An earthquake struck Ecuador late on Saturday:
A 7.8-magnitude earthquake struck on Ecuador's coast Saturday, leaving at least 28 people dead and causing buildings to shake in cities more than 100 miles away and collapsing an overpass, authorities and witnesses said.
The temblor struck just before 7 p.m. local time (8 p.m. ET) with an epicenter 16 miles south-southeast of the coastal town of Muisne, located on the country's northwestern coast, the U.S. National Geological Survey said. The quake was recorded at a depth of about 12 miles.
USGS.
[Ed. addition.] There were major quakes over the past few days in Japan, as well:
2016-04-15 16:25:06 (UTC) Magnitude: 7.0
2016-04-14 15:03:46 (UTC) Magnitude 6.0
2016-04-14 12:26:36 (UTC) Magnitude 6.2
(Score: 4, Insightful) by martyb on Sunday April 17 2016, @05:56PM
I've experienced an earthquake, twice.
First time, I was on a business trip in California. Didn't know what it was until I was told afterwards. I was in my hotel room and heard what sounded like one of the maids pushing one of their supply carts in a huge hurry down the hallway. This was a minor quake (IIRC a 4.1 or so), and the building was built to shift and defuse the intensity of any land motion. As I was in California, I was kind of expecting/hoping for a (small!) quake so that I could say I had experienced one.
The second time, I was meeting with a bunch of friends. Was outside the building just prior to the time the meeting was to start. There were about 20 of us outside there. At first, i heard what I thought was a very loud jet taking off from a nearby airport. Then the ground started shaking. And shaking. next thought was it was a passing train, but I knew I was not close enough to a rail line for it to be that. It took me better than 15 seconds to finally figure out what it was. Lasted a bit over a minute.
The scary part was there was no way of knowing whether, at any given moment, the quake had crested and was now subsiding, or was still building to an even stronger quake. This was in an area where quakes are very rare. There might be a couple of mention in the entire state over the course of a year, and even those would be of small intensity.
Pardon the pun, but it really shook me up. I was standing on the ground, looking over a landscape I'd seen many times before, but even though I was not walking, I still felt motion... that was VERY disturbing. There was this haunting feeling for the next week or so of waiting for another one to hit. IIRC, this quake was on the order of a 6.2 magnitude.
Thankfully, we experienced no follow-on quakes from this one. That is not always the case. Large quakes are often followed by aftershocks, and, again, there is no way of knowing during the quake what the ultimate intensity or duration will be.
My heart goes out to those in the affected areas.
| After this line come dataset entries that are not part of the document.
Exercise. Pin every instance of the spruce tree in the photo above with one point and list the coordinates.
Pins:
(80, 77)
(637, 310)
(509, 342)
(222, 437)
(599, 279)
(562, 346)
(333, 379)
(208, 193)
I cannot begin to imagine what kind of mental anguish each aftershock must bring.
Wit is intellect, dancing.
(Score: 1, Interesting) by Anonymous Coward on Sunday April 17 2016, @07:15PM
I'm with you on that one.
I've been living in Japan for almost a decade now... there's a noticeable quake at least every few weeks.
The biggest one was, of course, the Tohoku Earthquake of 2011; I was in Tokyo at the time. Seeing 10-floor buildings visibly shake and weave was an... interesting experience. Quite scary. Some of the aftershocks were over magnitude 7, and kept occuring for about a year. The first month or so was... very shaky, with multiple large quakes a day.
To be honest, sometimes I'm not even sure why I stay here, but it's quite nice when there's no earthquakes and/or volcanoes.
(Score: 2) by Runaway1956 on Sunday April 17 2016, @09:07PM
I spent a year on Adak island in Alaska, way out in the Aleutians. My second or third day, the ground shook. No one around me got excited - they just shrugged it off. Tremors and quakes were reported almost on a daily basis, with the weather. You get jaded after awhile.
Some years later, I was in a second floor apartment in a little town near Pittsburgh, Pa. The room moved. I was puzzled, because, we just don't HAVE earthquakes near Pittsburgh. There was construction out in the street, and I wondered if a backhoe had hit something, and transmitted a "tremor" up into the building. Or, maybe one of the mines nearby had an explosion. The evening news announced that there had been an earthquake way out in Missourri.
More years later, I've felt a few mild tremors in Arkansas. Others, I haven't even noticed.
All of that, and I've never experienced a destructive quake.
Hail to the Nibbler in Chief.
(Score: 0) by Anonymous Coward on Monday April 18 2016, @01:17AM
Not an earthquake, but felt like one. Staying with friends on the 6th (top) floor in Boston Chinatown. One morning, a 3 story brick building across the alley blew up in a natural gas explosion. Our building shook enough that some of the concrete "trim" bits around the roof parapet fell to the street. At first we thought a truck might have hit our building.
The family that lived in the building that exploded was away. They had one tenant on the top floor and he was in bed, woke up on top of a huge pile of bricks, amazingly OK. Climbed down and went in to work...at a Chinese restaurant.